We have not put a very good dialogue process in place for dealing with the religious issues. I think that religious people who are sincere in their belief in God can come together on this issue and I know there have been some attempts but unfortunately, most of them have fallen on deaf ears of populations on both sides of the issue and as I say, the recent Time Magazine
said that Islamophobia is growing in America.
So the US Academics for Peace that I represent as well as Conscience International, a humanitarian aid organization, we are trying our best to engage in dialogue of civilizations over this issue because my Muslim friends often say to me Allahu Akbar: God is most great and I certainly agree that God is supremely great. As a Christian, that is what I believe as well.

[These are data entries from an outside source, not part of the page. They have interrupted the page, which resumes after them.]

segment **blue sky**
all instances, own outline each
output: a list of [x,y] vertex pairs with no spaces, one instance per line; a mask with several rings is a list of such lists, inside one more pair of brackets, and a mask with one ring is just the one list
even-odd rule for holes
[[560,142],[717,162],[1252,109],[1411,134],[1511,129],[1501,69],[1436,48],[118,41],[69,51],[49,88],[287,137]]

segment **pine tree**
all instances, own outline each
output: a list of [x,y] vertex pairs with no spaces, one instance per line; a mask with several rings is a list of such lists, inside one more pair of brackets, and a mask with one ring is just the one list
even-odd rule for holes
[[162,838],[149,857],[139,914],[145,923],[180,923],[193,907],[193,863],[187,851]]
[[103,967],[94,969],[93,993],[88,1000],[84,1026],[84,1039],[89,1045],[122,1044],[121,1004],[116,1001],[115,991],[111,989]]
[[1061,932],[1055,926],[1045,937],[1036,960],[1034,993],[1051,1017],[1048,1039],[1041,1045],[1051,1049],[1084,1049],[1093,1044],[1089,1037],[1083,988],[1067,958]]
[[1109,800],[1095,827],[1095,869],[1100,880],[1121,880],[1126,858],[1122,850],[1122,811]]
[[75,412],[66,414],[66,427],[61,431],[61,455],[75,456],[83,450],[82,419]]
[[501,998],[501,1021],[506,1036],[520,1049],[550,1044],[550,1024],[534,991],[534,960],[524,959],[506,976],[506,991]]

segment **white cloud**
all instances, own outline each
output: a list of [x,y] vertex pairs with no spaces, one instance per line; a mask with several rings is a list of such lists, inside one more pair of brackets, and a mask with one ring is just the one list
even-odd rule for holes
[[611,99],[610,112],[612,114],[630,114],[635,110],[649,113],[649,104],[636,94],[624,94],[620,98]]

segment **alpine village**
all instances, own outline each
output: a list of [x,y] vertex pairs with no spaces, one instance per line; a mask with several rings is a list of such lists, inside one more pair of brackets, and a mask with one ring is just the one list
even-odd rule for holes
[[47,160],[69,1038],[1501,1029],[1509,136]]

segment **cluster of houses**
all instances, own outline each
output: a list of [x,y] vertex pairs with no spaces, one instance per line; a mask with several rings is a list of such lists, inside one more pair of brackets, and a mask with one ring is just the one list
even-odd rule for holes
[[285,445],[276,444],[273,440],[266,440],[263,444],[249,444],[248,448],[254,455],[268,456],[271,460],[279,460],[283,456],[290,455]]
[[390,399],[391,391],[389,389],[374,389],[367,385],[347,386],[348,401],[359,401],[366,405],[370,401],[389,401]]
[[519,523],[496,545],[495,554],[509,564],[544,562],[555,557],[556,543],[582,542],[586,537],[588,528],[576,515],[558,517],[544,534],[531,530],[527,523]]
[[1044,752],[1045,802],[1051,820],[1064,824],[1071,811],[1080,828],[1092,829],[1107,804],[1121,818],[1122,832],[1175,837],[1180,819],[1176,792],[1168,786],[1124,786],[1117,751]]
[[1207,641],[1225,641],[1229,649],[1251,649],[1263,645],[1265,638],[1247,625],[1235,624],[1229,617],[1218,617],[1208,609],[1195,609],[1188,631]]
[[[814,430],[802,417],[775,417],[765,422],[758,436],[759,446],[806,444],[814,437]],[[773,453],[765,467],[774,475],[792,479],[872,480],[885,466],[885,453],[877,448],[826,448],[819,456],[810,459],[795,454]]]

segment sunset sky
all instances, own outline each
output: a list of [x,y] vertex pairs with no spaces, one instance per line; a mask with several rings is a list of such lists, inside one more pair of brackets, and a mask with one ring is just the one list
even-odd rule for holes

They also say to me Allah Kareem: God is noble and I cannot imagine that any human being could pick up an RPG or an AK-47 and say I am going to help defend God as if God were not able to defend Himself. So certainly rejection of this terrorist mentality is one thing.
The other thing is, and I certainly support, the idea that the United States should change its entire Middle East policy beginning with its support for Israel and should support the Palestinian cause more and that would send a great message which I think shows that not all of this is about religion but it is about politics and the anger that has inflamed people and the incidents over and over again that have created bloodshed on both sides that have caused this tremendous impasse.
And we need peace; we need respect for religion and we need the interaction that freedom of religion gives and those things go together; they are very much needed.
Mr. Jennings, I am glad you mentioned the Israel factor here because obviously this film that was made was largely funded by donors from Israel. Obviously, there is a large movement of Islamophobia it seems --not large maybe but small maybe, if I may call that-- in Israel and that has obviously impacted the right-wing politics in the United States as well. How do you believe that should be tackled?
I think education is probably the only thing that will really work in the long-run but people to people exchanges so that we get acquainted with people that we have differences with or have a different way of looking at religion in the world and that has worked very well and it needs to be amplified certainly that we might understand better and some of the people in the United States with their churches or universities or politicians have made an effort to better understand Islamic faith and people who hold their faith so dearly as such an important thing.
But it has not gone far enough and I think we can say the same thing about many of the countries in the Muslim world who are dealing with other problems and maybe or not, that involved or interested in what we might call dialogue.